Des centaines de délégués autochtones se sont réunis cette semaine à Genève pour la 19e session du Mécanisme d'experts des Nations Unies sur les droits des peuples autochtones. Le rassemblement aborde des crises interdépendantes, notamment le changement climatique, les conflits et les technologies émergentes. Les discussions se concentrent sur la mise en œuvre des protections prévues par la Déclaration des Nations Unies sur les droits des peuples autochtones.
La réunion annuelle du Mécanisme d'experts réunit des dirigeants autochtones, des gouvernements et des experts afin d'élaborer des recommandations sur l'application des droits. Les sessions couvrent des sujets tels que l'insuffisance de l'aide en cas de catastrophe, l'intelligence artificielle, l'extraction des ressources et la militarisation.

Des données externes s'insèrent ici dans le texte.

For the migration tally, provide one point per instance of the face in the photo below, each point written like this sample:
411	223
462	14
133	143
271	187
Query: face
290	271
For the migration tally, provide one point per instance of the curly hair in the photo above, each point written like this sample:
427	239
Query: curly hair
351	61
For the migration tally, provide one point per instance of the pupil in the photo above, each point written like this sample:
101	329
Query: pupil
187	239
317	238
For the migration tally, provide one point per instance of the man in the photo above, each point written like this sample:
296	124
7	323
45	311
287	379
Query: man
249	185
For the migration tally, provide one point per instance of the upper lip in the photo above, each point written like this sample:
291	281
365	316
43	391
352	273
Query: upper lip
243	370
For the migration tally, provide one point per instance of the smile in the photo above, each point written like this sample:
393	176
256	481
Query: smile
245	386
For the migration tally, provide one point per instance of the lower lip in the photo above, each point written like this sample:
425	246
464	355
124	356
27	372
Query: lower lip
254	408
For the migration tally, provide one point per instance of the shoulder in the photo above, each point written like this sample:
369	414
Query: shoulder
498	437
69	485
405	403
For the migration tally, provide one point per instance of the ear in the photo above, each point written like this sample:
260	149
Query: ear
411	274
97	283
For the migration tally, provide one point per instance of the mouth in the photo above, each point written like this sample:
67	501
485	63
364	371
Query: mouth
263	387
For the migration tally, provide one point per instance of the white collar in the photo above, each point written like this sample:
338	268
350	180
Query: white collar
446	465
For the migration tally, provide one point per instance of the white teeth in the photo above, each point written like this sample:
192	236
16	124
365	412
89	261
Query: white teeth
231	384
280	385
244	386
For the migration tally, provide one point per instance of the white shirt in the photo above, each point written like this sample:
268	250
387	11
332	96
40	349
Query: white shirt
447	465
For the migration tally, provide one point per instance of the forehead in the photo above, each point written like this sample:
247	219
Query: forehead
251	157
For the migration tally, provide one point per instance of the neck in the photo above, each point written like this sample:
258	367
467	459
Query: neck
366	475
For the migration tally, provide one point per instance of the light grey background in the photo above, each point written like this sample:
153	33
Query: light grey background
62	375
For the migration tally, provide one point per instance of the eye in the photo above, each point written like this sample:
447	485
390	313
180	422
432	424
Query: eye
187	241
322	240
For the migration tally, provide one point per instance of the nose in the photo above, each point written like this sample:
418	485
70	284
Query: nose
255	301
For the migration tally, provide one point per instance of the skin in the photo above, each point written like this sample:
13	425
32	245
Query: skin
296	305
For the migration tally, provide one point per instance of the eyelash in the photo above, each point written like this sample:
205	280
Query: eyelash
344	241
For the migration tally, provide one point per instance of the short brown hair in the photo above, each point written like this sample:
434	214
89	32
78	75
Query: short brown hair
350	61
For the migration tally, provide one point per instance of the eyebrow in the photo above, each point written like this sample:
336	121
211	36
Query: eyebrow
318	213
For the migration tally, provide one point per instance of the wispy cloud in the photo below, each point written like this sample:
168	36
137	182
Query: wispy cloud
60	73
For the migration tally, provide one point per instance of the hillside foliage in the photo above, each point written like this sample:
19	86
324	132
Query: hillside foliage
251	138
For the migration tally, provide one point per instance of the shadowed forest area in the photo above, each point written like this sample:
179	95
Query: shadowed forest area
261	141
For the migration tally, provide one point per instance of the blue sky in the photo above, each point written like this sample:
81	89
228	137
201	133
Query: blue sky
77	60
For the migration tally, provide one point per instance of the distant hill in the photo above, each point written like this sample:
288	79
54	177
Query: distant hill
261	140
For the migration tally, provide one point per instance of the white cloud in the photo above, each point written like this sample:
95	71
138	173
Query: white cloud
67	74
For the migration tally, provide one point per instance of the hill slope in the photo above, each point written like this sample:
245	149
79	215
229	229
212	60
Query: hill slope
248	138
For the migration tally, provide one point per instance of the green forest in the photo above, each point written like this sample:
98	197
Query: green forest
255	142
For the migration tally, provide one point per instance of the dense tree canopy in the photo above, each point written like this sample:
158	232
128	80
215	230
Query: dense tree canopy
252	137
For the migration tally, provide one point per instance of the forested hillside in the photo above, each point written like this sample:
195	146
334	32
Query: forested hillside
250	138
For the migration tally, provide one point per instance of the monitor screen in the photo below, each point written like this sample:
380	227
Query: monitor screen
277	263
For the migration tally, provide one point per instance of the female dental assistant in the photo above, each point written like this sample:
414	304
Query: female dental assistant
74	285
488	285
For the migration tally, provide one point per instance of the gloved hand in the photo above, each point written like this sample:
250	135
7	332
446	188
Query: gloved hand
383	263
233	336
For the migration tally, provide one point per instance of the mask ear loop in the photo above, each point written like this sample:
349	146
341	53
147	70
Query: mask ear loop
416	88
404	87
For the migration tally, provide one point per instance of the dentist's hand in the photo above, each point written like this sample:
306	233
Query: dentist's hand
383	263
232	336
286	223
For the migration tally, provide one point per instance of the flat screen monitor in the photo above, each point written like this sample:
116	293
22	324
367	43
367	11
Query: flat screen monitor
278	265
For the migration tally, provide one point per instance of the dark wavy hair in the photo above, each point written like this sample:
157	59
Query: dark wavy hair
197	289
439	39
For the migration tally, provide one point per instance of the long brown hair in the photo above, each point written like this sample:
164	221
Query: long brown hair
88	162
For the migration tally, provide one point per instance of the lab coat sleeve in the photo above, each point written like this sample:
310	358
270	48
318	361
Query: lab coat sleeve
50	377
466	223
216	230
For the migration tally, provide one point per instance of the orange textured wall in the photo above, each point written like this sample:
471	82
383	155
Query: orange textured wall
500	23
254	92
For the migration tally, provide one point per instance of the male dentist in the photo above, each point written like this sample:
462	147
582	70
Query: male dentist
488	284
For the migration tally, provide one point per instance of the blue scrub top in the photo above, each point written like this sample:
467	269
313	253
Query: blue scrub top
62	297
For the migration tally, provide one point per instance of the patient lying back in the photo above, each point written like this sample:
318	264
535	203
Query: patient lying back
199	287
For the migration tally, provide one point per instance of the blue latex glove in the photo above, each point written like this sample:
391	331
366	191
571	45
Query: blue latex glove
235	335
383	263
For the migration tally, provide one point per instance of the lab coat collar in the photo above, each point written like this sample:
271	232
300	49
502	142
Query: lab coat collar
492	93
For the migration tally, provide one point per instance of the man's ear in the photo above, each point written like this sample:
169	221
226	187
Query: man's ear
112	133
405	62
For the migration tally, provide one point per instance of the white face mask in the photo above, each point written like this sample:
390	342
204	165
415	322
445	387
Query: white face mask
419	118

Les intervenants ont souligné la manière dont ces problèmes se recoupent. Binota Moy Dhamai, ancien président du Mécanisme originaire du Bangladesh, a déclaré que le changement climatique, la militarisation, l'extractivisme et la marginalisation juridique se renforcent mutuellement. Valmaine Toki, représentant la région du Pacifique, a noté que les conflits conduisent à la dépossession des terres traditionnelles.
Des délégués de Nouvelle-Calédonie, du Canada et du Botswana ont fait part de préoccupations régionales. Ils ont insisté sur la nécessité du consentement libre, préalable et éclairé dans le processus décisionnel ainsi que sur des protections plus solides en matière de souveraineté des données.
La session coïncide avec les préparatifs du 20e anniversaire de la déclaration des Nations Unies l'année prochaine. Les participants visent à inciter les pays à mieux se conformer aux normes existantes.